Economist Alan Blinder at a recent conference at Georgetown University said that the U.S. report card for both “growth” and “sharing income gains” should be marked “needs improvement.” Blinder reminds us that growth is demand-driven in the short run and supply-driven in the long run. This is an important dichotomy to keep in mind, even though government’s short-term counter-cyclical policies normally worsen the fiscal picture unless matched by enlightened supply-side inducements.

Since the U.S. economy will remain below its potential growth rate for many years, the combination of short-run demand stimulus and long-term supply-side policies that aim for a 10-year deficit reduction plan is, in Blinder’s view, our best bet. But the challenge is how to raise growth. Given that the U.S. has averaged 2 percent real growth over the past 100 years, a rise to 2.2 percent on a sustainable basis would be quite an achievement.

The challenge is how to create more growth and ensure greater equality in the sharing of that growth. This latter concern was less troubling in the 1960s and 1970s, when the top 1 percent commanded less than 8 percent of national income, but in 2007, the top tier reached 23.5 percent, according to prominent economists Thomas Piketty and Emmanuel Saez.

On the growth imperative, one can imagine the workforce as being fairly stable, except for immigration, and the capital stock increasing slowly - if at all - due to the net impact of new investment minus depreciation. Most efforts to increase private investment focus on either interest rates or tax incentives, but neither works well in times of uncertainty. In uncertain times, only the government can act, but this uses up precious fiscal space.

In light of these dual objectives of short-term demand management and long-term supply creation, increased infrastructure spending may well be the answer, especially since public spending can draw in complementary private investment spending. That said, the notion of a National Infrastructure Bank has never gained traction in Congress, even before the mortgage crisis cast a pall on public-led borrowing for private sector projects. Increasing investment, however, can have three merits: it can create jobs; it can improve efficiency; and it can improve productivity. High-speed rail investments score better than painting bridges on these criteria.

Other drivers of better productivity rely on educational improvements. The U.S. now lags in educational outcomes, although we still do well in innovations due to the quality of higher education, vibrant competition in most sectors and low barriers to entry and - until recently - flush markets for venture capital. With services dominating GDP, a more capable work force combined with smart IT can improve productivity. Long-term budget management rests with the restoration of growth and a better revenue path along with reductions in mandatory expenditures, largely in health care.

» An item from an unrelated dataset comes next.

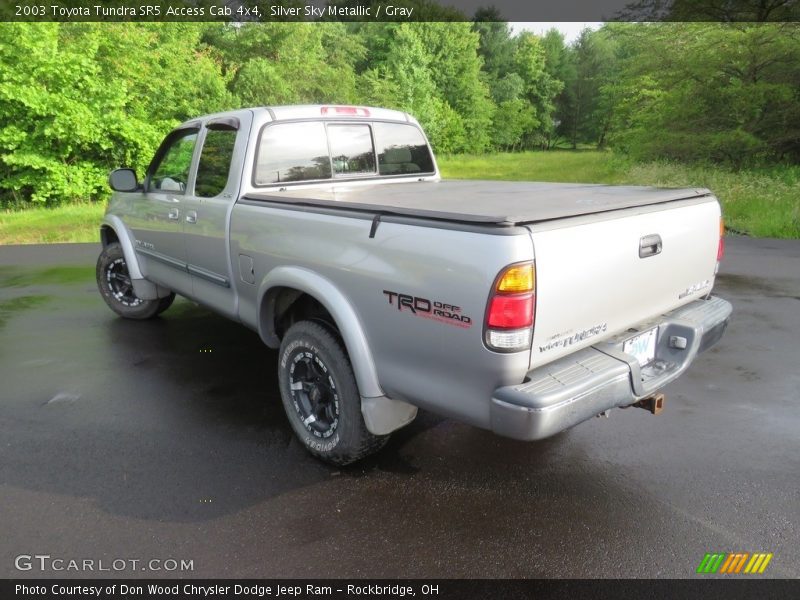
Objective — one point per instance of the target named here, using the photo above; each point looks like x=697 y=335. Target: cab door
x=156 y=221
x=207 y=210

But where to begin is the question. Stimulating more economic growth may well be the easiest path, preferable in the near term at least to fixing the tax code. While reducing loopholes and privileges would help long-term fiscal sustainability and improve resources allocation, it would reduce aggregate demand in the short term and propel lobbying to a new level of frenzy. Reducing health care expenditures, also highly desirable, is complicated and difficult to do in times of high unemployment and uncertainty.

So where do we come out? We know that there are basic tradeoffs between the short- and long-run. Unfortunately, the lack of long-term supply-side solutions on infrastructure, educational attainment and budget sustainability reduces the impact of demand management efforts. Even non-Ricardians are rational and want to see a viable fiscal path. And while Congress dithers with debt limits and sequestration, issues that don’t solve the short-term problem of low growth, the long-term problem of low growth continues to go unattended.

*The author is a professor of international business at George Washington University and the managing director of the Growth Dialogue.